Using Codex to unpack the dead salmon fMRI methods section

A small example of turning a famous science-paper methods detail into an interactive model: what does p(uncorrected) mean, why do multiple-comparisons corrections matter, and how would different parameters change the result?

Codex methods helper demo

From a methods paragraph to a working intuition

The dead salmon paper is memorable because an uncorrected fMRI analysis found apparently significant activity in a fish that was not alive. Codex located the source, extracted the reported numbers, reproduced the basic false-positive arithmetic, then converted the methods detail into sliders.

Paper number

8,064 voxels searched at p(uncorrected) < 0.001.

Arithmetic

8,064 × 0.001 gives about 8 expected false positives.

Correction

FDR/FWER correction reported no active voxels.

Prompts used

The interaction started with two plain requests

find the famous dead salmon paper and replicate the results based on the numbers - create a small visualisation of the results to illustrate the numbers

let me tweak parameters so I understand better the corrections made and what was the problem and how different parameters would have influenced the results

Search volume

How many voxelwise tests are being searched. A typical fMRI volume can be much larger than the salmon search mask.

Effective independent tests

Spatial smoothing makes neighbouring voxels correlated. Lower this to see a rough effective-tests heuristic.

Uncorrected voxel threshold

Log scale. The salmon poster used p < 0.001 before correction.

Observed significant voxels

The poster reported 16 significant voxels in the uncorrected analysis.

Weakest selected voxel p

Use this as the p-value of the least impressive voxel among the observed hits. We do not have the salmon's raw p-value list.

Target FWER

Familywise error rate: the chance of at least one false positive in the searched family.

Target FDR

False discovery rate: expected proportion of false discoveries among the declared discoveries.

Cluster extent threshold

The poster used a 3-voxel extent threshold.
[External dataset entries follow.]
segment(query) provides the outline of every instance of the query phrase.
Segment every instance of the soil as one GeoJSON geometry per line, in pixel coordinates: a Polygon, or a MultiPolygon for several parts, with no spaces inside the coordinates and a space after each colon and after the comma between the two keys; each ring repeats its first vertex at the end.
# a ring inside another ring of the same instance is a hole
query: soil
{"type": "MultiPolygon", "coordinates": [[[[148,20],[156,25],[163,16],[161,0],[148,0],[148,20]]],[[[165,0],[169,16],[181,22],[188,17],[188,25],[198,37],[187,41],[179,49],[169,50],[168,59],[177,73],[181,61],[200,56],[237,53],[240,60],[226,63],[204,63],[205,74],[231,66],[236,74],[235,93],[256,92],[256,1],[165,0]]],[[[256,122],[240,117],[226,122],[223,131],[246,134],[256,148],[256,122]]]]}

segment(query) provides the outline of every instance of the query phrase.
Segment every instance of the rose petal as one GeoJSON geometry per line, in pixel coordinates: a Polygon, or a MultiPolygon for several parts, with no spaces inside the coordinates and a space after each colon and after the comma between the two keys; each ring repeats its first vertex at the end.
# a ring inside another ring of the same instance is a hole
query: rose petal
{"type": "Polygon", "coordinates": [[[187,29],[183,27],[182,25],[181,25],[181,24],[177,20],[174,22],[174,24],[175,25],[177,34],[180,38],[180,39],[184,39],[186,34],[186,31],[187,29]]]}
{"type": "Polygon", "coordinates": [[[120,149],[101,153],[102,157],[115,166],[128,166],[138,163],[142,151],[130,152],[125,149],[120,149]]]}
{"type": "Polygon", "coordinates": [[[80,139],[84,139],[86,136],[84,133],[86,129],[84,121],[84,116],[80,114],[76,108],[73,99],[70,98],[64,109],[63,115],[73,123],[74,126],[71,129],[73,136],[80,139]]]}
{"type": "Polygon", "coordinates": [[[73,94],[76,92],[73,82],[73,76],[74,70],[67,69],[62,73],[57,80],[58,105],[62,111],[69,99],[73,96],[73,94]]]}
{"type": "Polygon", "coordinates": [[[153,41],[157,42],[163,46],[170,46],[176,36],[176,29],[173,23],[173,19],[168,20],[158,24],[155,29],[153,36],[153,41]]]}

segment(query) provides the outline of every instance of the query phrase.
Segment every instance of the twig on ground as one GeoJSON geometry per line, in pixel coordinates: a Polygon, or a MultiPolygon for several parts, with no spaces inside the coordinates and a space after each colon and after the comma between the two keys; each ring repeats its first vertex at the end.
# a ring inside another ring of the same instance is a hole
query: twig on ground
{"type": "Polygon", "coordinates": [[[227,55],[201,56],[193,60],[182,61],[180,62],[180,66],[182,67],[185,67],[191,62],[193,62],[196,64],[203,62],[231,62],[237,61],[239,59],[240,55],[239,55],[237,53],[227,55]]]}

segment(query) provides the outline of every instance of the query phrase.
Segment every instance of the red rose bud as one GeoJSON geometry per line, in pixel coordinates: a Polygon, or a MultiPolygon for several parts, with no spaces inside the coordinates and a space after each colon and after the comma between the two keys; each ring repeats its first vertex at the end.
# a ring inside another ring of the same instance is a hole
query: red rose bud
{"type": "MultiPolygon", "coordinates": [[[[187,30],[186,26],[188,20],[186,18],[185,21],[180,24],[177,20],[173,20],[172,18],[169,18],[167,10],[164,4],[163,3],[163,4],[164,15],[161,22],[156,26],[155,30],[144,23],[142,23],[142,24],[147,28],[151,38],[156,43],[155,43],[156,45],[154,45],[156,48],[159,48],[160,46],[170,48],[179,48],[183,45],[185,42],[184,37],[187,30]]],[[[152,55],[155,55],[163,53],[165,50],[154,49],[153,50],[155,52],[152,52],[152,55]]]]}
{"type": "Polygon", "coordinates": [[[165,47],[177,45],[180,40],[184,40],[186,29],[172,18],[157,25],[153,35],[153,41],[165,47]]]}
This alone is not the same as correcting across all possible clusters.

Expected false positives

Chance of any false positive

What FWER correction is trying to control.

Sidak/FWER p threshold

Per-test threshold needed for the selected familywise risk.

BH/FDR p threshold

Threshold for the currently selected count of discoveries.

Counts: observed hits versus noise expectation

Bars compare the selected uncorrected result with the number of false positives expected by chance.

P-value gates on a log scale

Markers show how far a selected voxel p-value has to move to survive common correction gates.

What changes the conclusion?

What the salmon example shows

Uncorrected p-values answer the wrong-sized question.

A p < 0.001 threshold sounds strict for one test. Across thousands of voxels, it can still make at least one noise result almost guaranteed.

Corrections change the family being protected.

FWER asks for a low chance of any false positive. FDR is less strict when there are many discoveries, but it still needs the ranked p-values to be small enough.

Cluster extent is not a magic shield.

Requiring neighbouring voxels can help, especially with proper cluster-level correction, but a small uncorrected extent threshold can still let structured noise through.

The exact salmon correction used imaging software.

The poster reports FDR and FWER corrections in SPM, including random-field methods. This tuner uses transparent approximations so the arithmetic is visible.

Process copied into the demo

This is the visible workflow, not hidden reasoning: the useful part is the sequence of source-checking, calculation, model-building, and verification.

1 Find the source

Locate the Bennett, Baird, Miller, and Wolford poster PDF rather than relying on memory.

2 Extract the numbers

Record the search volume, uncorrected threshold, reported significant voxels, and correction outcome.

3 Replicate the arithmetic

Use the reported voxel count and threshold to estimate expected false positives and the chance of at least one false positive.

4 Make it adjustable

Expose search volume, effective tests, p-thresholds, observed hits, FWER, FDR, and extent threshold as controls.

5 Verify the page

Check the single-file HTML locally, test desktop and mobile render, then deploy as a direct-upload Cloudflare Pages site.

Source defaults: Bennett, Baird, Miller, and Wolford, post-mortem Atlantic salmon poster. The poster reports a search volume of 8,064 voxels, threshold t(131) > 3.15 / p(uncorrected) < 0.001, 3-voxel extent threshold, 16 significant voxels, and no active voxels after FDR/FWER correction.